While this open-source package finds data issues, its utility depends on you having: a good existing ML model + an interface to efficiently fix these issues in your dataset. Providing all these pieces, Cleanlab Studio is a Data Curation platform to find and fix problems in any {text, image, tabular} dataset. Cleanlab Studio automatically runs optimized algorithms from this package on top of AutoML & Foundation models fit to your data, and presents detected issues (+ AI-suggested fixes) in an intelligent data correction interface.
Try it for free!
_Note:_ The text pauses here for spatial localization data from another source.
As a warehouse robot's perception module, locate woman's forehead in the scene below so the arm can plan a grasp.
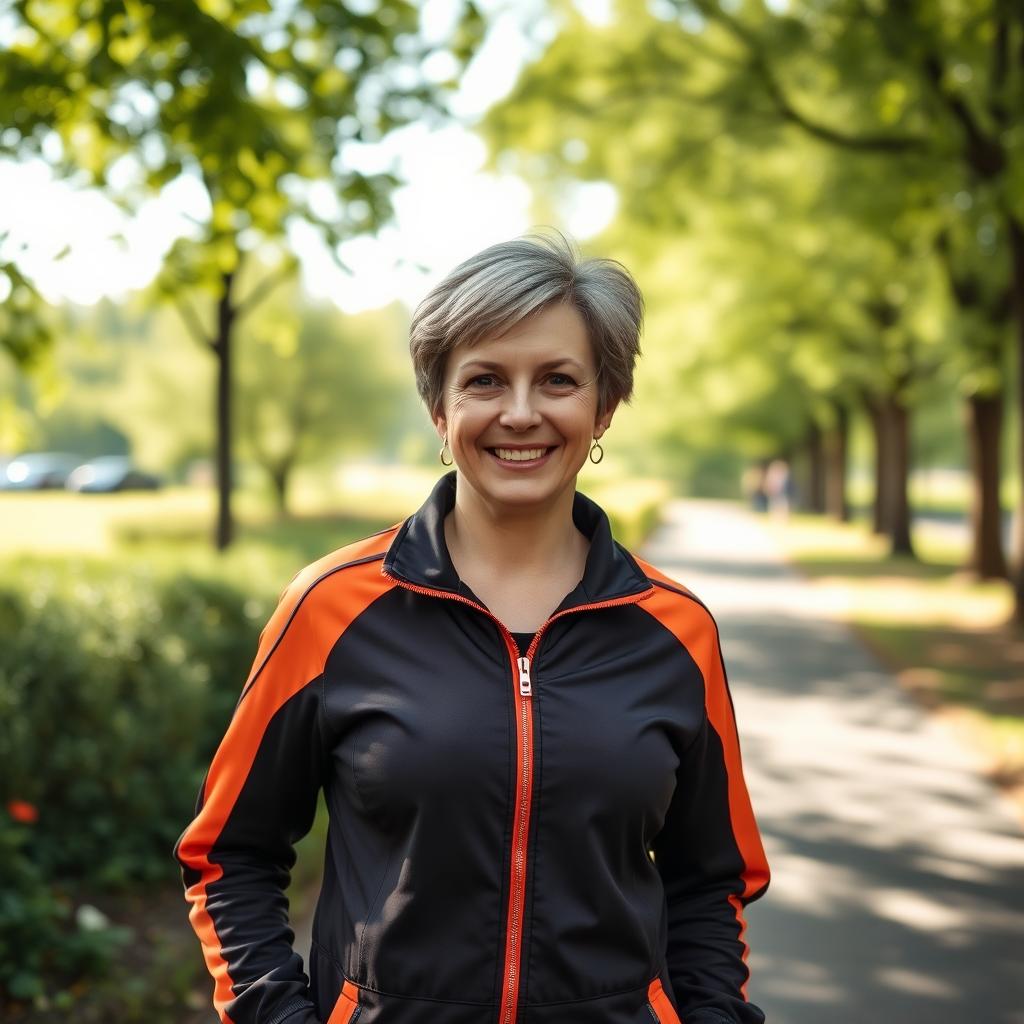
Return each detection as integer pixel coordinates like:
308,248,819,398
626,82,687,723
451,305,594,370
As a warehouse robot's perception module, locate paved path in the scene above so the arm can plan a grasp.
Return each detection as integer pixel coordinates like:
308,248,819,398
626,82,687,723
644,502,1024,1024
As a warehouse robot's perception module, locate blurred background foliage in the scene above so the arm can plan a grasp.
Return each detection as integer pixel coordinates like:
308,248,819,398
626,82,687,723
0,0,1024,1024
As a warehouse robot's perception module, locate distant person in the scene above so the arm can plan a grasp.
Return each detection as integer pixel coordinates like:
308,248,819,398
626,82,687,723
740,463,768,512
764,459,793,519
175,236,768,1024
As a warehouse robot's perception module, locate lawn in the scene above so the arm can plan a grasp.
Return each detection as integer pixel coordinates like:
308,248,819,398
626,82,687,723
0,466,668,1024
Adopting Cleanlab Studio enables users of this package to:
- Work 100x faster (1 min to analyze your raw data with zero code or ML work; optionally use Python API)
- Produce better-quality data (10x more types of issues auto detected & corrected via built-in AI)
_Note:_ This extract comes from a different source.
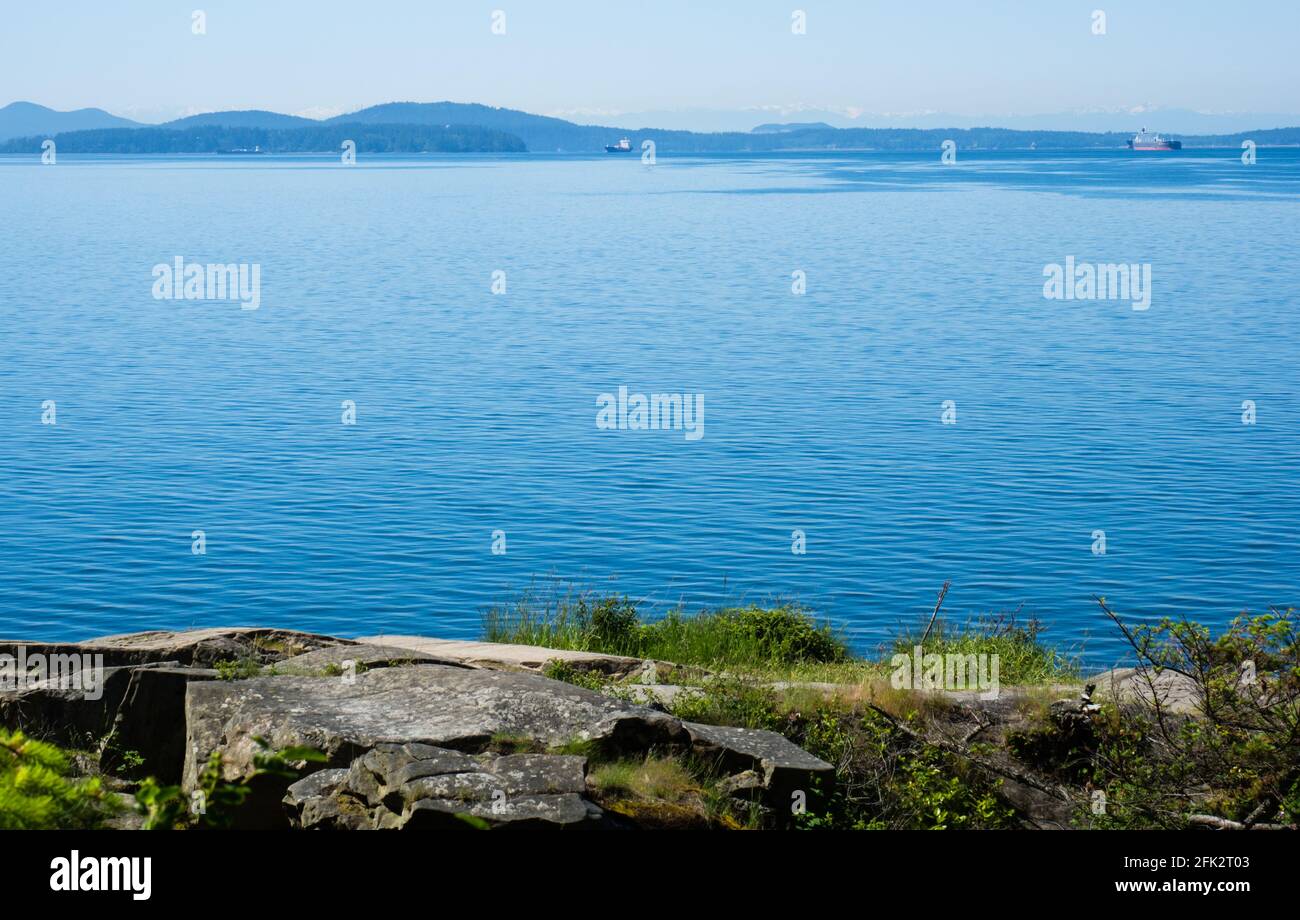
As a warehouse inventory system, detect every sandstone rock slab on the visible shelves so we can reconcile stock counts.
[183,664,690,789]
- Accomplish more (auto-label data, deploy ML instantly, audit LLM inputs/outputs, moderate content, ...)
- Monitor incoming data and detect issues in real-time (integrate your data pipeline on an Enterprise plan)
This cleanlab package runs on Python 3.8+ and supports Linux, macOS, as well as Windows.
- Get started here! Install via
piporconda. - Developers who install the bleeding-edge from source should refer to this master branch documentation.
Practicing data-centric AI can look like this:
- Train initial ML model on original dataset.
- Utilize this model to diagnose data issues (via cleanlab methods) and improve the dataset.
- Train the same model on the improved dataset.
- Try various modeling techniques to further improve performance.
Most folks jump from Step 1 → 4, but you may achieve big gains without any change to your modeling code by using cleanlab! Continuously boost performance by iterating Steps 2 → 4 (and try to evaluate with cleaned data).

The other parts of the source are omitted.